Gray's time with the Glenn Miller Orchestra produced many of the most recognizable and memorable recordings of the era. He arranged "Elmer's Tune", "Moonlight Cocktail", "Perfidia", "Anvil Chorus", and "Chattanooga Choo Choo" among others, while his compositions included "Sun Valley Jump", "The Man in the Moon", "Caribbean Clipper", "Pennsylvania 6-5000", "I Dreamt I Dwelt in Harlem", "Introduction to a Waltz" with Glenn Miller and Harold Dickinson, "Flagwaver", "Solid As a Stonewall Jackson" with Chummy MacGregor, "Oh So Good", "Jeep Jockey Jump", "Keep 'Em Flying", "Passage Interdit", "Snafu Jump", "A Love Song Hasn't Been Sung" with Bill Conway and Harold Dickinson, "Are You Rusty, Gate?", "Here We Go Again", and his most famous song, "A String of Pearls".

Gray was again without a job when Glenn Miller broke up his band in September 1942 to enter the Army of the United States, later transferring to the Army Air Forces. Captain Miller used his connections to have Gray posted in his unit; and in early 1943, Gray rejoined his old boss. Entrenched military bureaucracy halted Miller's initial plans to establish a group of service bands with Gray as coordinator of the arranging staffs. Instead, Army Technical Sergeant (Tech. Sgt.) Gray became chief arranger for the Miller's "Band of the Training Command", which was later known as the Captain (later Major) Glenn Miller Army Air Forces Orchestra.

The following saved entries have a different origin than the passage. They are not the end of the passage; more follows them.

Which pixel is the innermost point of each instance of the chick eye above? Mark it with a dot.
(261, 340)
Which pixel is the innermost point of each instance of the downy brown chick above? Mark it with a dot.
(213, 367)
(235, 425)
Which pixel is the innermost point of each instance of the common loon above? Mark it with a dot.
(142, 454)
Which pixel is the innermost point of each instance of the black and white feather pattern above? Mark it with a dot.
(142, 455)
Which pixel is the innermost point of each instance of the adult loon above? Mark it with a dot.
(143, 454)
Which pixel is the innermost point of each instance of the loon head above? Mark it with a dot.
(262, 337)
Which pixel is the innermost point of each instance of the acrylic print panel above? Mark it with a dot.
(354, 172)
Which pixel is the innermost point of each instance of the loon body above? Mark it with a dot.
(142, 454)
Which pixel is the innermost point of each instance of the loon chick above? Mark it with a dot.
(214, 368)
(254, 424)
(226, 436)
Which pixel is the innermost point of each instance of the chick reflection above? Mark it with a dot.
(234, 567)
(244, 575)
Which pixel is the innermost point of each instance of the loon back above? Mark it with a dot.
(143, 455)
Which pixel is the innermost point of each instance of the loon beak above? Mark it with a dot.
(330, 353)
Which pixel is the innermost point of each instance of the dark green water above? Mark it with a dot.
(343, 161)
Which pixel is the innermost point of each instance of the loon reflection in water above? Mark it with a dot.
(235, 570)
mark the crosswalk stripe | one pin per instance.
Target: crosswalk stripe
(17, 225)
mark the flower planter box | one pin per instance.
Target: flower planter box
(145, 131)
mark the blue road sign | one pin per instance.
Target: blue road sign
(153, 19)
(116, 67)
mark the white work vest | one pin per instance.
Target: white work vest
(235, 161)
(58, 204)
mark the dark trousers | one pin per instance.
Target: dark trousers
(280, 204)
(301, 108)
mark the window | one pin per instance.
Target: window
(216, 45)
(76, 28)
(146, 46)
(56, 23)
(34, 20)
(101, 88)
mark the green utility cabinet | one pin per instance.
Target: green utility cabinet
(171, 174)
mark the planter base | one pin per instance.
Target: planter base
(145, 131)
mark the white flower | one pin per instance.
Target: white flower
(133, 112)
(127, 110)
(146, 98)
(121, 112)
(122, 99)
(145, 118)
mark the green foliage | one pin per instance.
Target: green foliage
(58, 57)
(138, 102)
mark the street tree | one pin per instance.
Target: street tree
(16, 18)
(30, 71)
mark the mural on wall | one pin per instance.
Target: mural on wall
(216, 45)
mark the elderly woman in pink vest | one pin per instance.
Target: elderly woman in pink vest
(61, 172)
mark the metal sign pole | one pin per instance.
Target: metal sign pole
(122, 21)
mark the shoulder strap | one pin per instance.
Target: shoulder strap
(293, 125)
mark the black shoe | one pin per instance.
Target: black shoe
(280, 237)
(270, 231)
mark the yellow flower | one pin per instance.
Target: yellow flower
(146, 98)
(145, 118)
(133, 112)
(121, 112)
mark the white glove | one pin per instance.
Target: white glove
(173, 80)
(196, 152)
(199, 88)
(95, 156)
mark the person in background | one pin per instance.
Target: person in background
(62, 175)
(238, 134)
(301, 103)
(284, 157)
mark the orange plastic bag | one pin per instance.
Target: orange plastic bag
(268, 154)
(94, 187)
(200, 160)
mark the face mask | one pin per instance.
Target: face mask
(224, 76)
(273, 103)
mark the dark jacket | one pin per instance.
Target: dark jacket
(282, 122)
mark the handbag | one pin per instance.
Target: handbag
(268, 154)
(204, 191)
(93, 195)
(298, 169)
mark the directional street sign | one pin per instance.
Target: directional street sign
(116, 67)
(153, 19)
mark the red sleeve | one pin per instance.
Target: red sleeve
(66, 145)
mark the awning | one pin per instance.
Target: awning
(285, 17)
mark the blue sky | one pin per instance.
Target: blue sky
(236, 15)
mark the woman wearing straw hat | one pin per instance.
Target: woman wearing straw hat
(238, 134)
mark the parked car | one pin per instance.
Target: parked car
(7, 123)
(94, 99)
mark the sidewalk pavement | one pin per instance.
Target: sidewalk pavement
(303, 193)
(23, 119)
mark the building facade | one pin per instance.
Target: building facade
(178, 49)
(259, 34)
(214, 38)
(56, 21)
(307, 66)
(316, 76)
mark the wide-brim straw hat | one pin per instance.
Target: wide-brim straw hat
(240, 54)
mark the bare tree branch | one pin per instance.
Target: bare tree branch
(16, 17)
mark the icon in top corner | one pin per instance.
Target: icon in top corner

Tech. Sgt. Gray co-directed the Major Glenn Miller AAF Orchestra with Staff Sergeant (Staff Sgt.) Ray McKinley after Miller's death. Gray was passed over for the job of leading the post-war civilian, "ghost" legacy Glenn Miller Orchestra, reportedly because the Miller Estate felt he did not have the pop-star qualities they wanted in a new leader. That honor went to Ray McKinley who had co-led the military unit with Gray after Miller's death. In 1945, Gray was an arranger for the Tex Beneke-Glenn Miller Orchestra when Henry Mancini was the pianist. In 1947, Gray served as Mancini's best man at his wedding.

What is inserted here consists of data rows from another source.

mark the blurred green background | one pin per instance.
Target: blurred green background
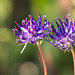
(29, 62)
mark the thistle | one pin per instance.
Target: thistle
(31, 31)
(64, 35)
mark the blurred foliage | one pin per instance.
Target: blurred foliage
(11, 61)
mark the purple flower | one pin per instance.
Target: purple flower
(31, 31)
(63, 36)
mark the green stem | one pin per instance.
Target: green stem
(73, 54)
(42, 57)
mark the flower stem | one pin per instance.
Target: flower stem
(42, 57)
(73, 54)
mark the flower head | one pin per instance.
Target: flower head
(64, 35)
(31, 31)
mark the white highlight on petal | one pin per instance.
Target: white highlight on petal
(23, 48)
(23, 29)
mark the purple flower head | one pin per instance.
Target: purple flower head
(31, 31)
(64, 35)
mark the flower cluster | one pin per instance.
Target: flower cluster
(31, 31)
(64, 35)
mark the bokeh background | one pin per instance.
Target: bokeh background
(29, 62)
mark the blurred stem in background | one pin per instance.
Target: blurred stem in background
(42, 57)
(73, 54)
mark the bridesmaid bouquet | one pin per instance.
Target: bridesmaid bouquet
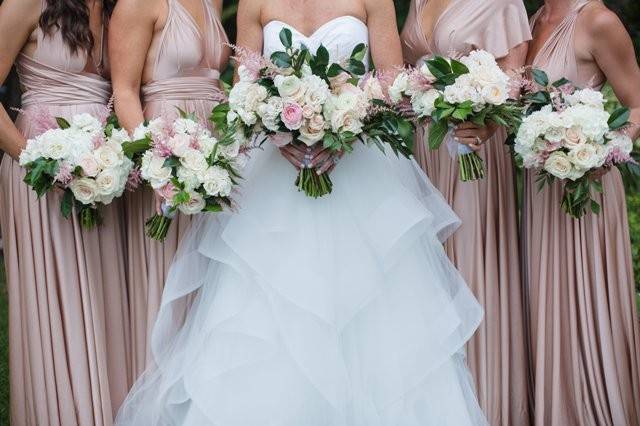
(83, 157)
(447, 92)
(188, 168)
(299, 98)
(567, 135)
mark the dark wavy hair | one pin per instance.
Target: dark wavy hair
(71, 17)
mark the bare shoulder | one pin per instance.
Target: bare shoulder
(600, 21)
(141, 8)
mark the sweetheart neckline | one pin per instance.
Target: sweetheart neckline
(317, 30)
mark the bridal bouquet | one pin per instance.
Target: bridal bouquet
(188, 168)
(447, 92)
(295, 97)
(84, 158)
(567, 135)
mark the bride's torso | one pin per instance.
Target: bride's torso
(339, 28)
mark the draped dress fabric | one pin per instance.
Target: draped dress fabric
(68, 310)
(584, 327)
(340, 311)
(185, 76)
(486, 247)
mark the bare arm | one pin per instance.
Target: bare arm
(249, 24)
(130, 34)
(18, 19)
(384, 39)
(613, 51)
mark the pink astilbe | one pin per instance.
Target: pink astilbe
(133, 180)
(40, 118)
(64, 175)
(253, 61)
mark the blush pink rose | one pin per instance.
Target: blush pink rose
(292, 116)
(281, 139)
(167, 192)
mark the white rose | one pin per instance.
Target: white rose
(189, 178)
(195, 204)
(194, 160)
(84, 190)
(586, 156)
(310, 136)
(107, 157)
(558, 165)
(89, 165)
(399, 86)
(86, 123)
(495, 94)
(153, 170)
(217, 182)
(109, 182)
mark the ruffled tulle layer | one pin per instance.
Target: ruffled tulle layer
(341, 311)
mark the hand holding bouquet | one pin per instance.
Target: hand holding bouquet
(189, 169)
(298, 99)
(85, 159)
(448, 92)
(569, 135)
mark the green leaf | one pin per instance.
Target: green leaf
(66, 206)
(437, 132)
(359, 52)
(62, 123)
(286, 38)
(281, 59)
(322, 56)
(619, 118)
(357, 67)
(335, 70)
(540, 77)
(459, 68)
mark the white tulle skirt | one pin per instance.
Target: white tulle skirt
(341, 311)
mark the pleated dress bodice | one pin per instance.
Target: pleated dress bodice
(68, 320)
(584, 324)
(485, 247)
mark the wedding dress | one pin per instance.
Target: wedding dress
(339, 311)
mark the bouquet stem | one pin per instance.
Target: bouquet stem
(471, 165)
(313, 184)
(157, 227)
(89, 218)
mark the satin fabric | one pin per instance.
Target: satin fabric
(584, 320)
(185, 76)
(486, 247)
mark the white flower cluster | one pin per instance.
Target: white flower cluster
(485, 84)
(92, 165)
(569, 143)
(306, 105)
(186, 157)
(415, 85)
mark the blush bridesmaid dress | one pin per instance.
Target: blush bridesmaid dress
(485, 249)
(584, 327)
(68, 316)
(187, 63)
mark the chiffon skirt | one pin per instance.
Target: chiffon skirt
(340, 311)
(584, 334)
(149, 260)
(68, 307)
(486, 252)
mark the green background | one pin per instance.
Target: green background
(628, 9)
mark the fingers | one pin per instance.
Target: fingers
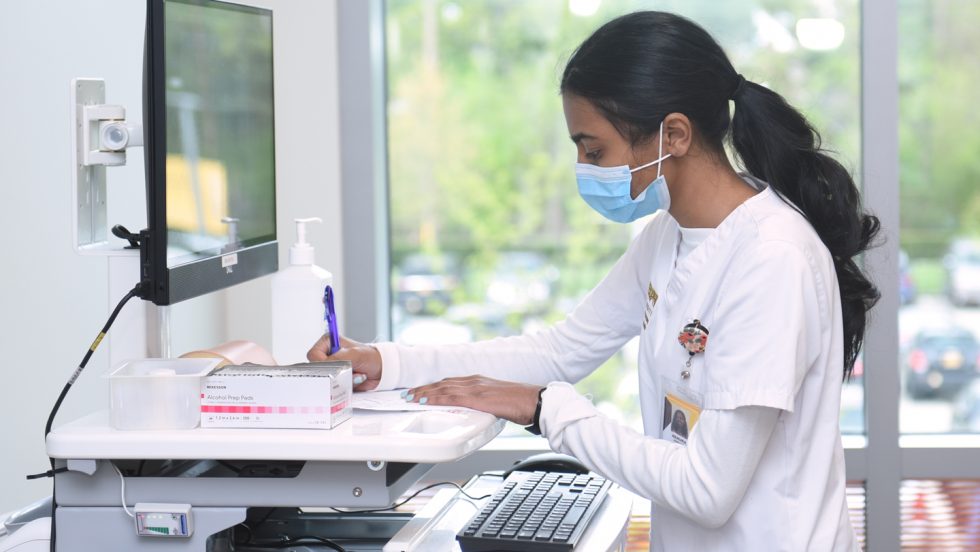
(318, 352)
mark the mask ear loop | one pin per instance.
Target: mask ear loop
(660, 149)
(660, 154)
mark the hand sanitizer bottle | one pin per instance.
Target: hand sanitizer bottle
(297, 301)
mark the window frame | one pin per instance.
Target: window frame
(881, 458)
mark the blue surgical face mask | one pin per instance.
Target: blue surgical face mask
(607, 189)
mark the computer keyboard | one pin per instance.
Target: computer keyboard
(535, 511)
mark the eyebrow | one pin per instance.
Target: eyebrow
(582, 136)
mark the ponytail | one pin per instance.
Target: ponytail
(640, 67)
(775, 142)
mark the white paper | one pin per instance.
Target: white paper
(392, 401)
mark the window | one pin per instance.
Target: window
(939, 265)
(488, 234)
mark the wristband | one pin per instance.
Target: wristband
(535, 427)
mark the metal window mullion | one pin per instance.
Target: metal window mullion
(879, 152)
(364, 168)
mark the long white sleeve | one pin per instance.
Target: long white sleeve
(568, 351)
(704, 481)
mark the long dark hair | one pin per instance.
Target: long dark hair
(639, 68)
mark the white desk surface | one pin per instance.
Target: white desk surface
(418, 437)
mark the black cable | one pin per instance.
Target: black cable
(64, 392)
(88, 354)
(413, 495)
(295, 542)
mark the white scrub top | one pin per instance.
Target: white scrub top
(764, 286)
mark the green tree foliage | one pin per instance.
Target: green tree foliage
(939, 73)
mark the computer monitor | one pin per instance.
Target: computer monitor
(210, 148)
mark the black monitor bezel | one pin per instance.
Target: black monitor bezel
(162, 284)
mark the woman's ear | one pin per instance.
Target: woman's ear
(678, 134)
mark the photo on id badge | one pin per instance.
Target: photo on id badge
(682, 409)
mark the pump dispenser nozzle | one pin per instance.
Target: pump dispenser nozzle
(301, 253)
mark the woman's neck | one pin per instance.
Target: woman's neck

Listening to the Gray and Beneke orchestras provides an interesting contrast. Gray was arguably closer in spirit to the Miller legacy but never quite achieved the same level of popularity because he was less of a showman and Decca was no match for RCA's marketing machinery. Beneke benefited from greater name recognition and stage presence but was hampered by restrictions placed on him by the Miller Estate both before and after his split with RCA. Gray continued to tour with his band in various forms through the 1950s. In 1953 he and Henry Mancini worked on The Glenn Miller Story starring James Stewart and June Allyson. In addition to leading his dance band he wrote and arranged for singers such as Vic Damone.

Gray and his Orchestra performed at the twelfth Cavalcade of Jazz held at Wrigley Field in Los Angeles, which was produced by Leon Hefflin, Sr, on September 2, 1956.

==Personal life==
Jerry Gray married Barbara Ann Denby in 1951. They had a son, Albert Gray, named after Jerry Gray's father, who taught him how to play violin. Later, after a divorce, he married Joan Barton (1925–1977), a vocalist and film actress.